I just graduated from graduate school in May. I was consistently assigned presentations. My last presentation was in late April and I delivered it with comfort and confidence. I focused on the content and I didn’t worry about if I was going to stutter or not. At the end of that presentation I still felt comfortable and confident. I also felt equal to my fellow classmates and I didn’t feel shame during my moments of stuttering.

I never thought that I would ever give a presentation with such ease and comfort as a person who stutters.

In the past, when I was assigned a presentation for my class, I would get really anxious. I would start to get obsessed with the date of the presentation… meaning I thought about the upcoming presentation every day even though it was months away. I would practice different tricks to try to hide my stuttering. I practiced breathing, prolonging words and speaking slowly but deep down inside, I knew I would fail in implementing these tricks on the day of the presentation.

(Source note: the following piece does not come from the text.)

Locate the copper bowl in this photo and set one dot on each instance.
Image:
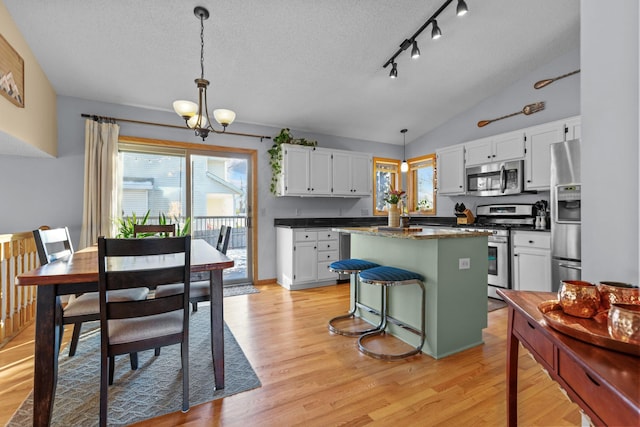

As the presentation day got closer and closer, the more I would worry. There would be nights where I wouldn’t sleep and there would be nights where I would cry myself to sleep. All because I knew this was the one situation where I would be exposed as a person who stutters.

On the day of the presentation, my stomach would be in knots, I would run back and forth to the bathroom and I just felt physically sick.

So I ask myself now…. How could I have 2 completely different experiences in presenting from just a few months of avoidance reduction therapy?

The answer is….. I have chosen to get on the road of self- acceptance. Which is a difficult road to travel.
To me, self acceptance means:

  1. Stuttering is OK
  2. Stuttering is just a characteristic that I have, not who I am
  3. Stuttering will always be apart of me
  4. Choosing to advertise that I am a person who stutters
  5. Choosing to open stutter and not being afraid of the moment of stuttering
  6. That there is no cure for stuttering at this time

As a life long covert stutterer, I was in denial and refused to admit that I stutter. I pretended to be “ a fluent” person. I never open stuttered nor did I advertise. I changed when the pain of being in denial was too much to bear. I finally had to accept that I am person who stutters, and that it is OK.